Deze analyse is gebaseerd op een gigantische set data over globale financiering van natuurbehoud en de afname van biodiversiteit. Met deze data is een model gemaakt waarmee werd geschat hoe effectief verdere investeringen zouden zijn. Die schattingen nemen de specifieke socio-economische context van elk land mee, zoals groei van de bevolking en economie, de uitbreiding van landbouw en veeteelt, vertelde Waldron.

Volgens dit model zou nog eens vijf miljoen dollar investeren in behoud het verlies van planten, dieren en andere soorten met vijftig procent kunnen vertragen in Peru en met negentig procent in Rwanda. In sommige arme landen bedraagt het hele conservatiebudget niet meer dan 10 miljoen dollar, dus op zulke plekken maakt een paar miljoen extra een enorme impact, zegt Waldron.

Dit model kan ook worden gebruikt om te schatten hoeveel het kost om een bepaald natuurbehoud-doel te halen. Tussen 2001 en 2012 zouden bijvoorbeeld de socio-economische veranderingen in een land als Peru ervoor gezorgd hebben dat er nog eens een miljoen dollar nodig zou zijn om vijftig procent minder verlies aan biodiversiteit teweeg te brengen.

“De belangrijkste boodschap is dat behoud werkt, maar dat we meer moeten investeren om internationale beleidsdoelen te halen,” schrijft co-auteur Joseph Tobias van het Imperial College in Londen in een persbericht.

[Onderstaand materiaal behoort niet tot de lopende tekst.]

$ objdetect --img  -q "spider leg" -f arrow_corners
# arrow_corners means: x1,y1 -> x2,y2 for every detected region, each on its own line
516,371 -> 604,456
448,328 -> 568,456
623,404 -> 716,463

“Daarnaast tonen de resultaten hoeveel hoe het subsidiëren van behoud op den duur moet veranderen,” aldus Tobias.

“Biodiversiteit” is de generieke term voor planten, dieren, insecten, vissen en andere soorten die het gecompliceerde web vormen dat het de mensheid mogelijk maakt te bestaan. Deze soorten hebben allerlei functies en taken binnen dat web, zoals het produceren van zuurstof, het schoonmaken van water, het bestuiven van planten, en meer.

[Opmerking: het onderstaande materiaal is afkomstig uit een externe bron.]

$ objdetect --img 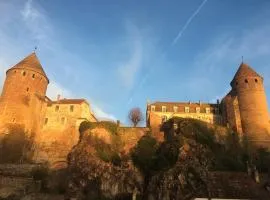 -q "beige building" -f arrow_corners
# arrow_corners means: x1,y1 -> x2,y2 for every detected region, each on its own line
146,63 -> 270,147
146,102 -> 222,128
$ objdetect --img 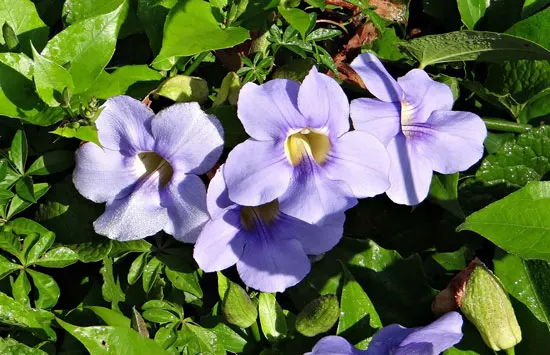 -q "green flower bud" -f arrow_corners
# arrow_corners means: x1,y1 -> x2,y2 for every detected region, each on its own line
157,75 -> 208,103
460,264 -> 521,351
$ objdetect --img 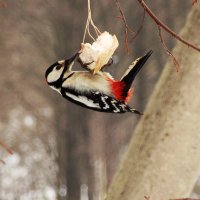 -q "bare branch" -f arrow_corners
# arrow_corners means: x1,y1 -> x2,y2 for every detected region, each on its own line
115,0 -> 138,54
0,140 -> 13,154
192,0 -> 197,6
138,0 -> 200,51
158,26 -> 180,72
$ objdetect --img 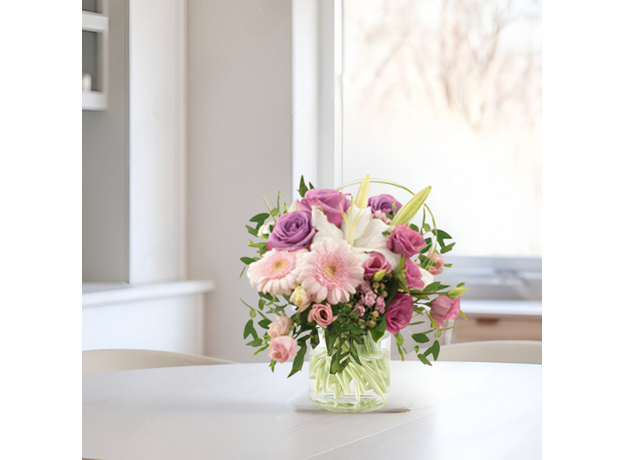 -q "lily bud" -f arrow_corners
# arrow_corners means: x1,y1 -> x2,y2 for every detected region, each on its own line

De goederen en diensten die de natuur levert is naar schatting 125 tot 145 biljoen dollar per jaar waard. Georgina Mace, hoofd van het Centre for Biodiversity and Environment Research van het University College Londen, vroeg zich in een recentelijk verschenen BBC-artikel af hoe je überhaupt een prijskaartje hangt aan “de culturele, spirituele en welzijnsvoordelen van groene ruimten en wilde plekken.”

In extreme gevallen kan het verlies van een enkele soort al leiden tot de totale ineenstorting van een ecosysteem,” schreef Mace.

In 2010 beloofden de 193 landen die deel uitmaken van het Biodiversiteitsverdrag van de Verenigde Naties om 17 procent van al het land en 10 procent van alle oceanen in 2020 onder bescherming te hebben gesteld. Slechts een handvol landen gaat dat doel ook daadwerkelijk halen, volgens dit rapport uit 2016.

In een bijlage bij het artikel in Nature staat dat het tegengaan van het wereldwijde verlies aan biodiversiteit ‘opmerkelijk goedkoop’ zou zijn, en dat het neer zou komen op minder dan 0,01 procent van de wereldwijde koopkracht.